Remarks On J. G. Mueller’s Die Semiten -- By: C. H. Toy
BSac 31:122 (April 1874) p. 355
Remarks On J. G. Mueller’s Die Semiten
The apparently anomalous position of the Canaanites — speaking a language of the group called Shemitic, yet belonging, according to the Table in Gen. 10, to the Hamitic family — has long furnished a problem to scholars. Various solutions have been offered. Accepting the threefold division of Gen. 10., as, in general, founded on real ethnographic differences, some have supposed that the Canaanites were Shemites, others that they adopted the language of the Hebrews, and others still that the Hebrews adopted their language.

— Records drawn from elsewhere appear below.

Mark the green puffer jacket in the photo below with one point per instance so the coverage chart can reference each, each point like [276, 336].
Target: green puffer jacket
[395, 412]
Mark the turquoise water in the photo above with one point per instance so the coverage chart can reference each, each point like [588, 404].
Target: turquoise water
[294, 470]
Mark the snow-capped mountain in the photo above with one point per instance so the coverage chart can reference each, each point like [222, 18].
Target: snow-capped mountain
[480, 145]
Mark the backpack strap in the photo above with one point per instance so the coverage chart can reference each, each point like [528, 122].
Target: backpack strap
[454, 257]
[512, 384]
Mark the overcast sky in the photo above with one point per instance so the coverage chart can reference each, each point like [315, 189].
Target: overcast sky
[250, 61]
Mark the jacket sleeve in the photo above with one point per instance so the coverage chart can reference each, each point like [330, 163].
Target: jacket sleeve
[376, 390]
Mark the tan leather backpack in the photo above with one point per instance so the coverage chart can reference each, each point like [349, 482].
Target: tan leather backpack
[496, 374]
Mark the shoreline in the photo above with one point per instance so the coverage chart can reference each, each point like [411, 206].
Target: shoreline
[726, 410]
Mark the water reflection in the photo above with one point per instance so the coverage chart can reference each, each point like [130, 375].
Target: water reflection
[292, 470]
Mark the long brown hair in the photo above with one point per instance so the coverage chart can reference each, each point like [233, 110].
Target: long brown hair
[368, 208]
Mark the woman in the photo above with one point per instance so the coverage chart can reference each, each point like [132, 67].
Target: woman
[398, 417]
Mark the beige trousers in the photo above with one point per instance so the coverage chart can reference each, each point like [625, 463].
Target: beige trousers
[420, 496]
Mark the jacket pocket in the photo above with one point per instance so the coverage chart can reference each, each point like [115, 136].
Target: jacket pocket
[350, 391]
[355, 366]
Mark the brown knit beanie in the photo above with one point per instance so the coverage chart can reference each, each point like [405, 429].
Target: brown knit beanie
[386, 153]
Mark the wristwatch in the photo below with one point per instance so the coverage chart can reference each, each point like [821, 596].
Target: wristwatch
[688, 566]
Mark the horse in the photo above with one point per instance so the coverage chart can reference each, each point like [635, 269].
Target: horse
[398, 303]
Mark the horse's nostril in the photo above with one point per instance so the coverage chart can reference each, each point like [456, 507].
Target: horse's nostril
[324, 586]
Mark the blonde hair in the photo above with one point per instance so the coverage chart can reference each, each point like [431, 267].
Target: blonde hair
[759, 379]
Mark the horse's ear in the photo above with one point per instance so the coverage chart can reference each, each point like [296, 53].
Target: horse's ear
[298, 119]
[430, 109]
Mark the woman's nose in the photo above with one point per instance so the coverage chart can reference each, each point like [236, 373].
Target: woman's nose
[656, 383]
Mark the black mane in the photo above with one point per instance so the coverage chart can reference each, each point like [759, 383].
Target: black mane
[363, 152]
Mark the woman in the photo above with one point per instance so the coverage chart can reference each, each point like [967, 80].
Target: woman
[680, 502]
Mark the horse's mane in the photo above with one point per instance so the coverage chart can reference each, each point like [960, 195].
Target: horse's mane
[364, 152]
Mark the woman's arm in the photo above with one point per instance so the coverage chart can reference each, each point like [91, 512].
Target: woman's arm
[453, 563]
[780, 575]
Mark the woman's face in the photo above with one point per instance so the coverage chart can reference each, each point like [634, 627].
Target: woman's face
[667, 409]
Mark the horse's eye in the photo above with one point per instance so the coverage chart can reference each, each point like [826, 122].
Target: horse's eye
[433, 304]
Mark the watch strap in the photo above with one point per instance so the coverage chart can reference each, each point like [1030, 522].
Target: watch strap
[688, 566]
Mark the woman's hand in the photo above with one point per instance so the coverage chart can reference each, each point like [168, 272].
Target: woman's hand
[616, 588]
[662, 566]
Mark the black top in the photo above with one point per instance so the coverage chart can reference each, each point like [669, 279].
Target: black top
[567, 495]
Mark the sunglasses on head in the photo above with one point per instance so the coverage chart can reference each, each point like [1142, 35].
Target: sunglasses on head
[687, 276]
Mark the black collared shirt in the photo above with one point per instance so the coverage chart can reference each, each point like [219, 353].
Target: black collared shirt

In any case the essential identity of the Phoenician, Canaanitish, Hebrew, Arabic, Ethiopic, Syrian, and Assyrian tongues excites surprise and calls for explanation. Dr. Müller, of Basle, has offered an explanation in his recent work “Die Semiten,’ which is an elaboration of views presented by him some years ago in his Article “Canaaniter,” in Herzog’s “Real-Encyclopadie.” He holds that the name “Shemite” means nothing but Hamitised Japhethite, and that what are called Shemitic languages are simply Hamitic languages spoken by Japhetic or Indo-European peoples. He supposes that in the period of national migrations(about B.C. 3000–2000) while a part of the Indo-Europeans remained in their native seats and retained their language, another part passed (in nomadic hordes) westward and northward into Hamitic lands, found there well-developed civilization and cultivated languages, which they adopted, and thus became externally Hamites, retaining, however, certain general religious conceptions which they had brought with them. The proof of this he finds in the ethnological, linguistic, and religious statements of the Hebrew Scriptures (especially Gen. 10.), in
BSac 31:122 (April 1874) p. 356
other ancient writings (Greek, Roman, Phenician, Egyptian), and in the linguistic relations themselves.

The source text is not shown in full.